/ Wort zum Tag

Gott kommt runter

Günter-Helmrich Lotz über Jesaja 57,15

Bibelvers

Ich wohne in der Höhe und im Heiligtum und bei denen, die zerschlagenen und demütigen Geistes sind, auf dass ich erquicke den Geist der Gedemütigten und das Herz der Zerschlagenen.

Jesaja 57,15

Der Gott der Christen verhält sich nicht standesgemäß. Er wohnt zwar in der Höhe und im Heiligtum. Aber zugleich ist er sehr herablassend. Er lässt sich herab zu denen, die am Boden liegen. Er wohnt auch bei den Geschlagenen und Gedemütigten. Irgendwie passt das nicht. In der Welt der Religionen ist Gott entweder unendlich weit weg oder allzu kreatürlich.

Der Gott, der in Jesus Christus zu uns gekommen ist, der ist einzigartig. Er ist der Erhabene und gleichzeitig der Ergebene. Er gibt sich herab zu uns. Unser Ergehen ist ihm nicht zu fern und gleichgültig. Im Gegenteil. Die Not von uns Menschen zieht ihn an. Er kommt herunter zu uns. Das hat er durch seinen Sohn Jesus Christus unmissverständlich dokumentiert.

Die damals ausgestoßenen Aussätzigen haben ihn nicht abgestoßen, sondern angezogen. Die hilflosen und störenden Kinder hat er in die Mitte genommen. Frauen, die verrufen waren, hat er ihre Würde zurückgegeben.

Was heißt das für uns heute? Ich weiß nicht wie das zu Ende gehende Jahr für sie war. Welche Höhenflüge ihnen vergönnt waren oder welche Schläge sie einstecken mussten, was sie hinnehmen mussten. Ich weiß nicht, mit welchen Befürchtungen sie dem neuen Jahr entgegensehen.

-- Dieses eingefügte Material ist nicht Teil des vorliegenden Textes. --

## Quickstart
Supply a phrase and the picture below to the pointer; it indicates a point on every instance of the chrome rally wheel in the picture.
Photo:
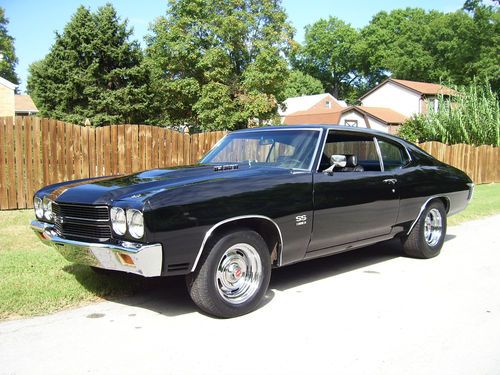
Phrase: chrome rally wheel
(433, 227)
(239, 273)
(427, 237)
(233, 274)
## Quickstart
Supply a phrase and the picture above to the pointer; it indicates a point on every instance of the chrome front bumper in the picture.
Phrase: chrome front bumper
(147, 259)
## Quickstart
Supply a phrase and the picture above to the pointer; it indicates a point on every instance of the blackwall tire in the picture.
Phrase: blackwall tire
(232, 276)
(427, 237)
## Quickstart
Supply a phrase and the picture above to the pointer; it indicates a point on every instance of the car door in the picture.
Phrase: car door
(351, 206)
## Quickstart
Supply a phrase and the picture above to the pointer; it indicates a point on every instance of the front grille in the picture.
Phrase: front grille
(82, 222)
(94, 213)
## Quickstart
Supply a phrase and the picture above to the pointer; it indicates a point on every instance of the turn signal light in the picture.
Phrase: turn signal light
(126, 259)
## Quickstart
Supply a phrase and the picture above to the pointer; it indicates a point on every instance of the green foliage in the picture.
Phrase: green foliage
(299, 84)
(92, 71)
(8, 59)
(431, 46)
(472, 117)
(329, 54)
(217, 64)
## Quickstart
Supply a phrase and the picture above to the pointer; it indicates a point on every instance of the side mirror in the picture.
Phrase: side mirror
(336, 161)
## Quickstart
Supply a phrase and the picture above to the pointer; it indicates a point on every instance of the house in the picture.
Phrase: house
(7, 93)
(383, 119)
(377, 118)
(24, 105)
(383, 108)
(310, 102)
(12, 104)
(406, 97)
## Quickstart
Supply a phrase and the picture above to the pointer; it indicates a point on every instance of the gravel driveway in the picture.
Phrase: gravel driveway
(369, 311)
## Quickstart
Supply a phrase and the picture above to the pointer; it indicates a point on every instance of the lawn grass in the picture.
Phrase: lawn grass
(36, 280)
(485, 202)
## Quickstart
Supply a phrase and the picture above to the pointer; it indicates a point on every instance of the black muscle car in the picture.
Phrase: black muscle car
(261, 198)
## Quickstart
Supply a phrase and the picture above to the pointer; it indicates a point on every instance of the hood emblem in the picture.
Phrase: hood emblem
(226, 167)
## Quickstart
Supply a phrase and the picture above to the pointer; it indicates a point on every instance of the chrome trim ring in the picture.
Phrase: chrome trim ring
(214, 227)
(433, 227)
(422, 208)
(239, 273)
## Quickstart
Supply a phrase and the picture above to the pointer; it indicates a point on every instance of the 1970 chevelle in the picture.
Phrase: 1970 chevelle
(261, 198)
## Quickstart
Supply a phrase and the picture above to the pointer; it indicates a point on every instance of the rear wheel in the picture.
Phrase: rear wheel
(233, 275)
(427, 237)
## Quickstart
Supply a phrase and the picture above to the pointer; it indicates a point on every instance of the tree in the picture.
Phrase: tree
(299, 84)
(485, 41)
(218, 64)
(329, 55)
(432, 46)
(8, 59)
(92, 71)
(393, 43)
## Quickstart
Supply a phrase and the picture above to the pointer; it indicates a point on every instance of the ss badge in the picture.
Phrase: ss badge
(300, 220)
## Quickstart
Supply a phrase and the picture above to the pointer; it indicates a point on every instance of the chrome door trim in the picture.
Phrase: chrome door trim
(320, 130)
(214, 227)
(379, 153)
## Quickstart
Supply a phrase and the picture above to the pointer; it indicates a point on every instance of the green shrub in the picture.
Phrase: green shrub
(471, 117)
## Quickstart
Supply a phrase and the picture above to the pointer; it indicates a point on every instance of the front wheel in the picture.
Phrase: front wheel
(427, 237)
(233, 275)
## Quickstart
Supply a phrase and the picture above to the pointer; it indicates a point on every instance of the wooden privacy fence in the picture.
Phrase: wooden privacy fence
(481, 163)
(36, 152)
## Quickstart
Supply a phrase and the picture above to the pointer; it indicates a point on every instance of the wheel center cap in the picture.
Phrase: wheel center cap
(234, 273)
(237, 272)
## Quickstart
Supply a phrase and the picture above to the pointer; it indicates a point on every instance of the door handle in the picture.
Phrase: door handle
(391, 181)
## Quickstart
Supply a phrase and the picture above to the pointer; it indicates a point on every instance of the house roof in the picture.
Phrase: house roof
(7, 83)
(423, 88)
(302, 103)
(385, 115)
(326, 116)
(24, 103)
(321, 117)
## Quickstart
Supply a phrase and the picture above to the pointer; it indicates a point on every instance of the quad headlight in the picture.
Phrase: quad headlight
(118, 220)
(43, 208)
(131, 220)
(135, 222)
(47, 209)
(38, 204)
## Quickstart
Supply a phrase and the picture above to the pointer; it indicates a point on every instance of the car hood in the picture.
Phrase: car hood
(142, 185)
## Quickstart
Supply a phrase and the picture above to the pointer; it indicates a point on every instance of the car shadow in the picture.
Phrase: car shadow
(168, 295)
(329, 266)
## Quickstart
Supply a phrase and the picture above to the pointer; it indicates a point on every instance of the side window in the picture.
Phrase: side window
(362, 147)
(394, 156)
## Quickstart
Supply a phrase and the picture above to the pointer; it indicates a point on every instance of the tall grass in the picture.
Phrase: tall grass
(471, 117)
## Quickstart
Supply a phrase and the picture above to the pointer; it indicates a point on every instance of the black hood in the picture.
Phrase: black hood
(143, 185)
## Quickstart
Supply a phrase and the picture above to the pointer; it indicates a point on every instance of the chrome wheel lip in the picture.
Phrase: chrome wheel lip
(433, 227)
(239, 273)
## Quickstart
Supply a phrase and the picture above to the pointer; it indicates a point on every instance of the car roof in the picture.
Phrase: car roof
(343, 128)
(324, 127)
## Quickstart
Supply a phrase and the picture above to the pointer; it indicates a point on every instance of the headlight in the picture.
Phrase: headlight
(37, 203)
(118, 220)
(47, 209)
(135, 222)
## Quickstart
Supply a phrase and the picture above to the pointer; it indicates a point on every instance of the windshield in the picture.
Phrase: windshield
(282, 148)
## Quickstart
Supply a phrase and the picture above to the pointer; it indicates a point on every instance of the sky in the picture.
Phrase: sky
(33, 23)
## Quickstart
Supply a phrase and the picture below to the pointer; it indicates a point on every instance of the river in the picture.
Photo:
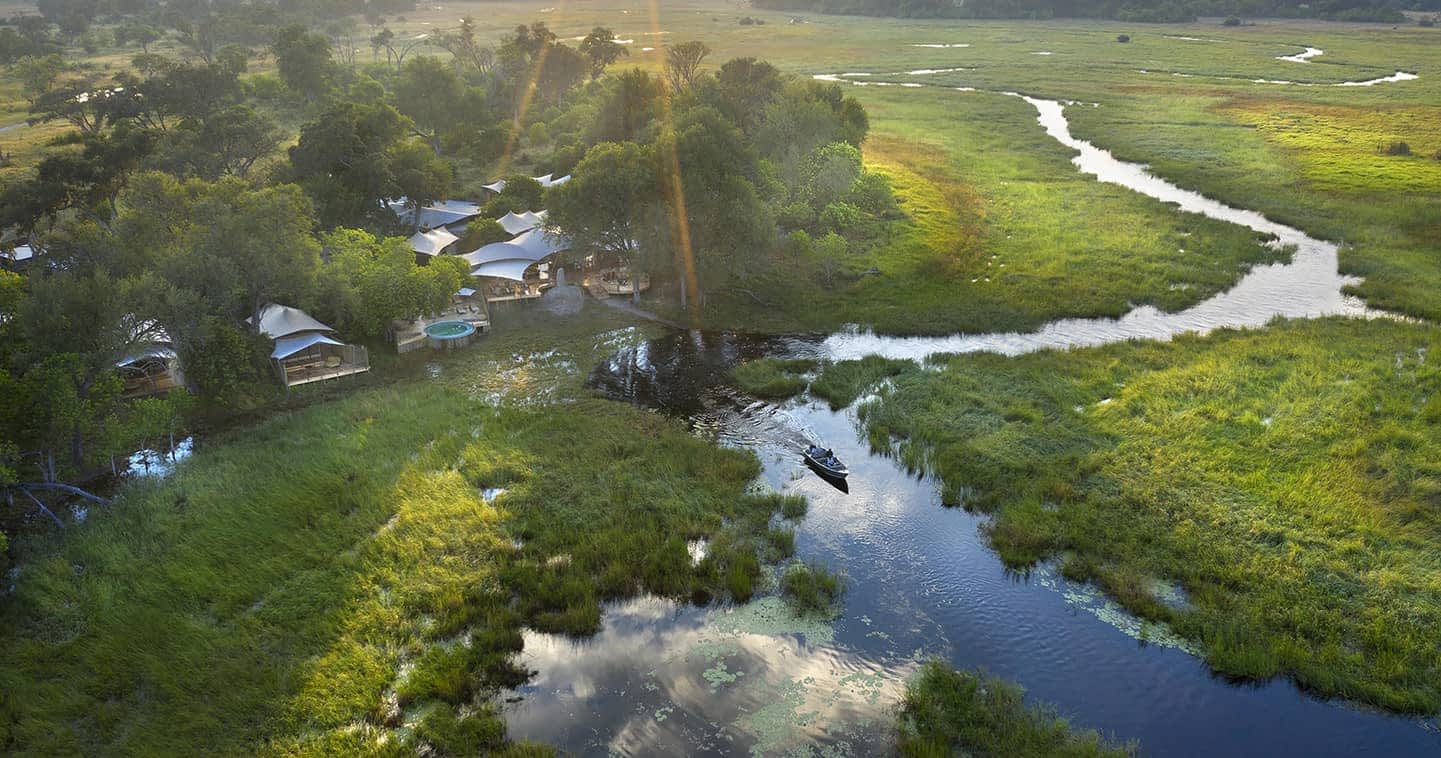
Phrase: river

Aber eines weiß ich. Wir können nie tiefer fallen als in Gottes Hand. Die Gnade unseres Gottes hat etwas mit dem Wasser gemeinsam. Sie bewegt sich immer zum tiefsten Punkt.

Dort, wo Menschen am Boden zerstört sind, wo sie nicht mehr weiter wissen und sich verlassen fühlen, dort wird Gott präsent sein, sich zeigen. Er will die Gedemütigten und Zerschlagenen erquicken, aufrichten und stärken.

In unserer Stadt haben wir eine christliche Zeitung in den Haushalten verteilt. Ein Mitarbeiter wurde mit der Zeitung in der Hand auf der Straße darauf von einer Frau direkt angesprochen. Sie erzählte: Die hat mich gerettet. Ich war völlig verzweifelt als ich die Zeitung aus dem Briefkasten nahm. Ich begann zu lesen, wie Jesus Menschen auch heute noch helfen kann. Das hat mit Mut gemacht. Ich entdeckte in der Zeitung auch das empfohlene Gebet und habe es für mich gebetet.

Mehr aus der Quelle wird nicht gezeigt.